Özel Yetkili Ankara Cumhuriyet Başsavcıvekilliği, eski Jandarma Genel Komutanı Eşref Bitlis´in 1993´te uçağının düşmesi sonucu ölümüne ilişkin olarak yürütülen soruşturma kapsamında, Malatya Cumhuriyet Başsavcılığından Albay Kazım Çillioğlu´nun ölümüyle ilgili soruşturma dosyasının örneğini istedi. Dosyada, Bitlis´in ölümü konusunda herhangi bir delil bulunup bulunmadığı araştırılacak. Diğer taraftan, delil bulma sıkıntısı yaşayan savcılığın durumun değişmemesi durumunda soruşturmada takipsizlik kararı vermeye hazırlandığı da ileri sürüldü.
Eşref Bitlis dosyasında delil sıkıntısı
Özel Yetkili Ankara Cumhuriyet Başsavcıvekilliği, eski Jandarma Genel Komutanı Eşref Bitlis´in 1993´te uçağının düşmesi sonucu ölümüne ilişkin olarak yürütülen soruşturma kapsamında, Malatya Cumhuriyet Başsavcılığından Albay Kazım Çillioğlu´nun ölümüyle ilgili soruşturma dosyasının örneğini istedi. Dosyada, Bitlis´in ölümü konusunda herhangi bir delil bulunup bulunmadığı araştırılacak. Diğer taraftan, delil bulma sıkıntısı yaşayan savcılığın durumun değişmemesi durumunda soruşturmada takipsizlik kararı vermeye hazırlandığı da ileri sürüldü.
Özel Yetkili Ankara Cumhuriyet Başsavcıvekilliği soruşturmayla ilgili yeni bir adım attı. Özel Yetkili Ankara Cumhuriyet Başsavcıvekilliği, eski Jandarma Genel Komutanı Eşref Bitlis´in 1993´te uçağının düşmesi sonucu ölümüne ilişkin olarak yürütülen soruşturma kapsamında, Malatya Cumhuriyet Başsavcılığından Albay Kazım Çillioğlu´nun ölümüyle ilgili soruşturma dosyasının örneğini istedi. Edinilen bilgiye göre, soruşturmayı yürüten Özel Yetkili Cumhuriyet Savcısı Mehmet Özgür, Malatya Cumhuriyet Başsavcılığından, Tunceli´de 1994´te intihar ettiği öne sürülen Albay Kazım Çillioğlu´nun soruşturma dosyasının bir örneğinin gönderilmesini talep etti.
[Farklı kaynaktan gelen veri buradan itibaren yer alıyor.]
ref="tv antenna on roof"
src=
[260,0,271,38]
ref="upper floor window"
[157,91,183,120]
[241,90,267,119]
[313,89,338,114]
Çillioğlu´nun ölümüyle ilgili soruşturma dosyasında, Bitlis´in ölümü konusunda herhangi bir delil bulunup bulunmadığı araştırılacak.
Genelkurmay Başkanlığı Askeri Savcılığı, Bitlis´in yaşamını yitirdiği uçak kazasıyla ilgili soruşturmada takipsizlik kararı vermişti. Özel yetkili Ankara Cumhuriyet Başsavcıvekilliği, geçen yıl, olayla ilgili basında yer alan haberleri ihbar kabul ederek, yeniden soruşturma başlatmıştı. Tunceli Jandarma Alay Komutanlığı görevini yürütürken lojmanında ölü bulunduktan sonra dış otopsisi yapılarak ´intihar ettiği´ sonucuna varılan ve dosyası kapatılan Kazım Çillioğlu ile ilgili soruşturma da oğlu Gökhan Çillioğlu´nun müracaatının ardından tekrar açılmıştı. ( AA)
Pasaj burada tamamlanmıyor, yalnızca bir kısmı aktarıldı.